Donc, Cassius et Brutus groupèrent des sénateurs dans un vaste complot qui compta plus de soixante membres. On remonta le courage de Brutus par des billets anonymes en appelant à son nom et à son républicanisme. Des inconnus l’interpellaient dans la rue : « Il nous faut un Brutus. » Crut-il ces facéties et faut-il le juger naïf ? C’est fort douteux Au fond, ce qui le décida, ce fut la conviction, dont on le bourra, que César voulait le pouvoir absolu pour seulement décréter l’abolition des dettes syngraphiaires, ce qui serait l’abomination de la désolation pour ce rude usurier. Il se peut que l’idée de voir Cléopâtre régner à Rome, si César l’épousait, ait aussi indigné les patriciens.
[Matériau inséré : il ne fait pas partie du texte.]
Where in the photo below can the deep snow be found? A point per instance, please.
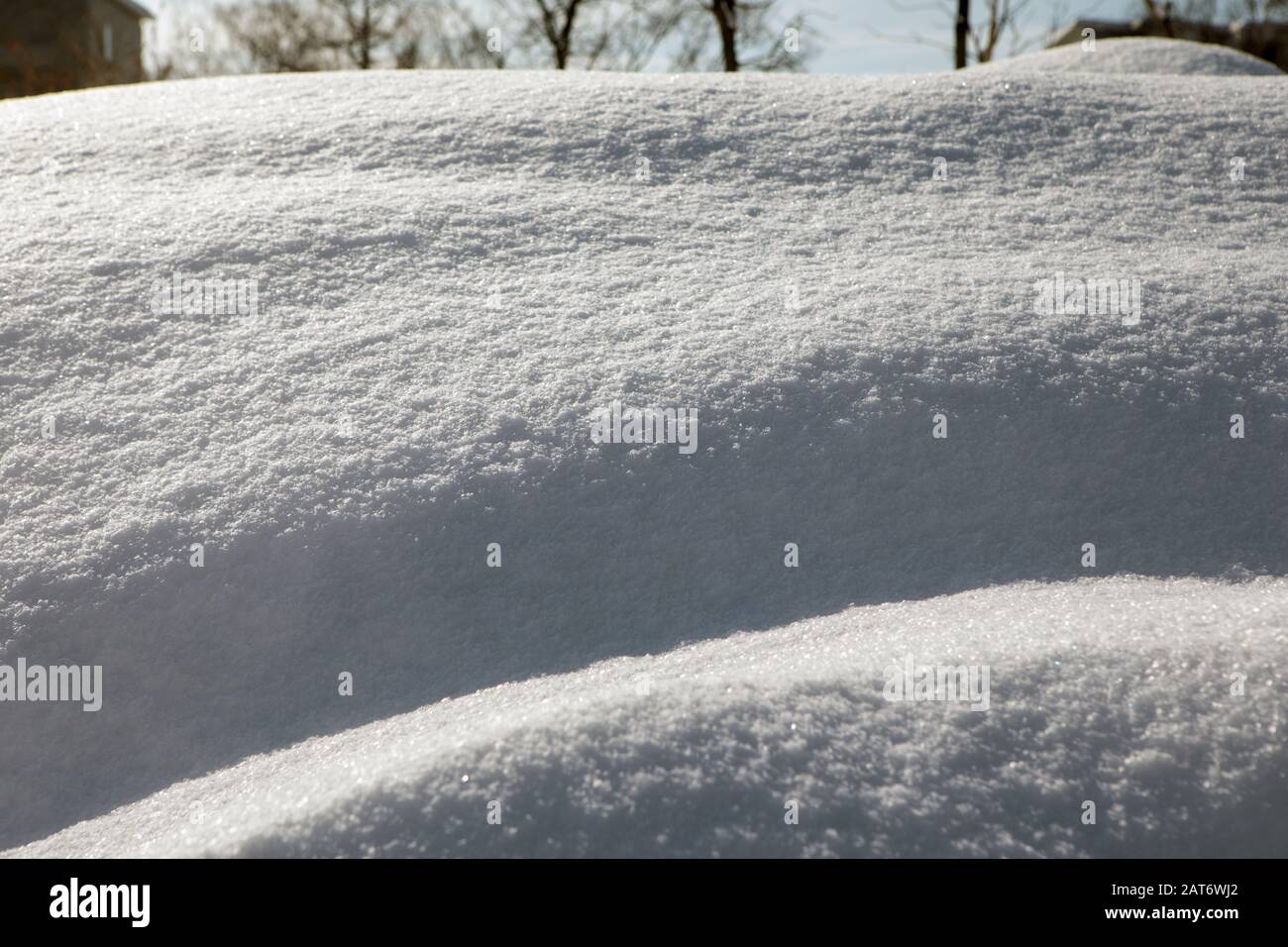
(458, 269)
(1115, 692)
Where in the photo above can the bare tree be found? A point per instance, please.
(961, 34)
(978, 42)
(550, 24)
(1003, 16)
(278, 35)
(359, 29)
(452, 38)
(747, 38)
(304, 35)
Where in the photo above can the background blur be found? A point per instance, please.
(67, 44)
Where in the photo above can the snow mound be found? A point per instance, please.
(458, 270)
(702, 750)
(1141, 55)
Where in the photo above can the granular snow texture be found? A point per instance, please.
(458, 269)
(1116, 692)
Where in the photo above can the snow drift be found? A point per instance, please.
(456, 270)
(698, 751)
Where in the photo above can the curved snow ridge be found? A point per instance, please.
(1138, 55)
(443, 320)
(1160, 702)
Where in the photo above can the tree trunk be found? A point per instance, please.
(962, 31)
(726, 18)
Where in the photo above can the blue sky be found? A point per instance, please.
(858, 37)
(861, 35)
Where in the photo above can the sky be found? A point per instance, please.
(851, 37)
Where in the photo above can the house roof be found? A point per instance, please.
(134, 9)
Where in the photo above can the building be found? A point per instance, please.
(1267, 42)
(71, 44)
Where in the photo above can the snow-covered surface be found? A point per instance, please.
(1113, 690)
(458, 270)
(1140, 55)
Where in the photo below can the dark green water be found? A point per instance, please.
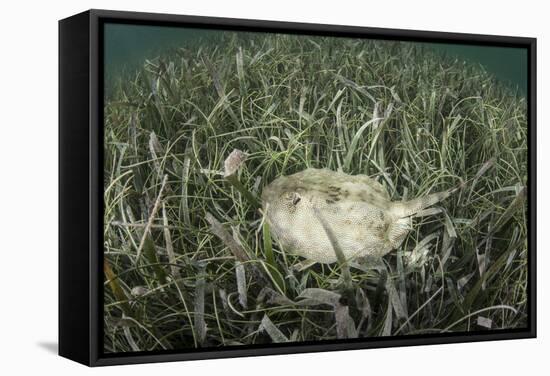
(128, 46)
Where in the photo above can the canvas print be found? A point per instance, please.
(271, 188)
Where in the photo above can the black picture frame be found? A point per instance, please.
(81, 190)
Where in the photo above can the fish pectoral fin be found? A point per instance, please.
(397, 231)
(303, 265)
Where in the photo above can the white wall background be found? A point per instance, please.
(28, 185)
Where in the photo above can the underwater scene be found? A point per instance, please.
(266, 188)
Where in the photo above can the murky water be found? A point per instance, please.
(128, 46)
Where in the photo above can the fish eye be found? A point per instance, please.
(293, 197)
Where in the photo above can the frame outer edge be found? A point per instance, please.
(95, 18)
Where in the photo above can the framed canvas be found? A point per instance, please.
(236, 187)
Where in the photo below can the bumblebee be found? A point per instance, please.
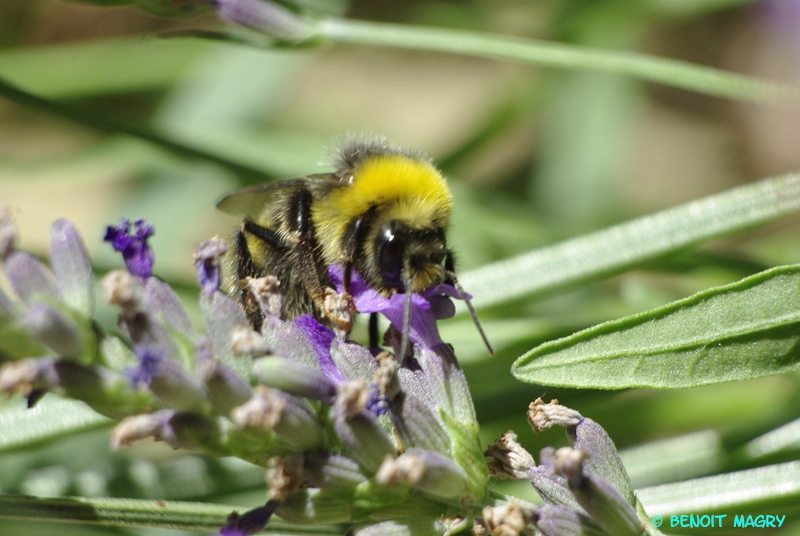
(383, 212)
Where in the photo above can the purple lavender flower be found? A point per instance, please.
(136, 253)
(426, 307)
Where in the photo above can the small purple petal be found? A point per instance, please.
(321, 339)
(250, 522)
(149, 360)
(29, 277)
(136, 253)
(72, 267)
(426, 307)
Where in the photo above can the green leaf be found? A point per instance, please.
(650, 68)
(622, 246)
(739, 331)
(201, 517)
(746, 491)
(52, 416)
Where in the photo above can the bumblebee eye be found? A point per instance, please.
(392, 250)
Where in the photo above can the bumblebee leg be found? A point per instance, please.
(374, 342)
(245, 267)
(310, 267)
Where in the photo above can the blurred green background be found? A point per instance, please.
(533, 156)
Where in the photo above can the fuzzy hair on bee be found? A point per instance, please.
(383, 212)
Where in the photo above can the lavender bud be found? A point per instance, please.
(72, 267)
(604, 460)
(161, 302)
(559, 520)
(265, 291)
(542, 416)
(417, 526)
(121, 290)
(332, 472)
(251, 522)
(166, 379)
(426, 470)
(206, 258)
(507, 519)
(135, 251)
(290, 418)
(284, 476)
(8, 309)
(507, 458)
(56, 330)
(294, 378)
(359, 429)
(417, 425)
(597, 497)
(177, 429)
(30, 279)
(267, 17)
(25, 376)
(222, 315)
(225, 388)
(551, 487)
(244, 342)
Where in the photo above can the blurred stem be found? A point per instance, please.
(618, 248)
(675, 73)
(111, 126)
(137, 513)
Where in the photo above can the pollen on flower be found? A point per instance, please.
(266, 293)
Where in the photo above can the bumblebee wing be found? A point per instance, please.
(251, 201)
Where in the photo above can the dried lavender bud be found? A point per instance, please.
(506, 520)
(425, 470)
(542, 416)
(507, 458)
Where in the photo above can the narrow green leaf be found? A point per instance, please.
(653, 69)
(740, 490)
(617, 248)
(201, 517)
(739, 331)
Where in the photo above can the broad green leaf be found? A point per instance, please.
(734, 332)
(50, 417)
(622, 246)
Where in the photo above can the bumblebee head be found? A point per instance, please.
(409, 259)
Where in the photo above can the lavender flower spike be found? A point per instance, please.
(136, 253)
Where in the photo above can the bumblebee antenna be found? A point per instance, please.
(406, 322)
(452, 276)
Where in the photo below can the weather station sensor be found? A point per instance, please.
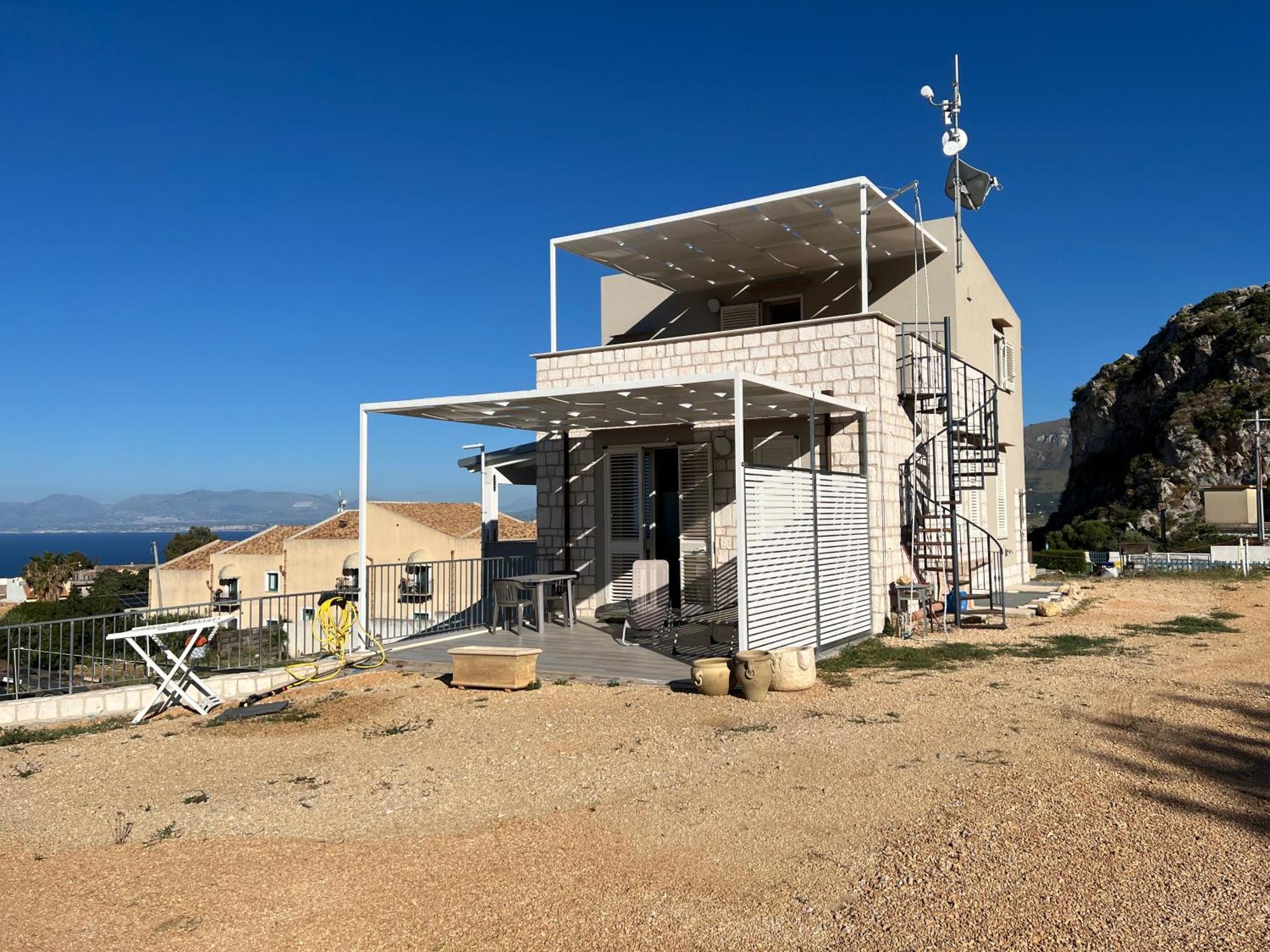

César, d’ailleurs songea certainement aux deux choses.

Qu’il y ait eu soixante ou quatre-vingts complices enlève d’ailleurs toute idée de fanatisme à cet assassinat. Le fanatisme est solitaire. Lorsque deux hommes aussi différents que Cassius et Brutus s’unissent, cela nécessite déjà un intérêt matériel. S’ils sont en plus près de cent, c’est une opération financière. Ferrero, qui sent bien la difficulté d’admettre qu’il n’y ait eu aucune « fuite » à la conjuration, malgré le nombre des adhérents, dit que ces hommes étaient d’élite. Cette explication ne vaut rien. S’il ne s’était agi que de politique, la valeur morale des conjurés en tel nombre n’aurait pas évité que César eût tout connu. D’ailleurs, ce genre de trahison abonde dans la politique romaine. La qualité des hommes ne leur a jamais interdit de vendre ce qu’ils savaient négociable, en l’espèce une inestimable révélation. Rien de plus vénal qu’un patricien romain et même un patricien de tous les âges et de tous les pays. Donc, le fait « d’élite » n’a pas de valeur.

Ce qui lia les membres du complot et les rendit muets, c’est qu’ils jouaient leurs fortunes. Pas de fanatisme ici, mais la dureté et l’implacabilité des manieurs d’argent. Ils ne tuèrent pas le monarque parce qu’ils étaient républicains, mais le démagogue parce qu’il allait attenter à leurs droits les plus sacrés, ceux de maîtres d’esclaves, de créanciers despotes et de propriétaires d’immeubles à loyers. Ainsi s’explique l’assassinat de César. Au demeurant, j’admets fort bien la présence dans le complot de nombreux républicains sincères, convaincus que la mort du Dictateur allait ouvrir un nouvel âge d’or… Il se peut même qu’il y eut des sots notoires pour admettre que Rome cesserait d’être Rome si Cléopâtre la gouvernait.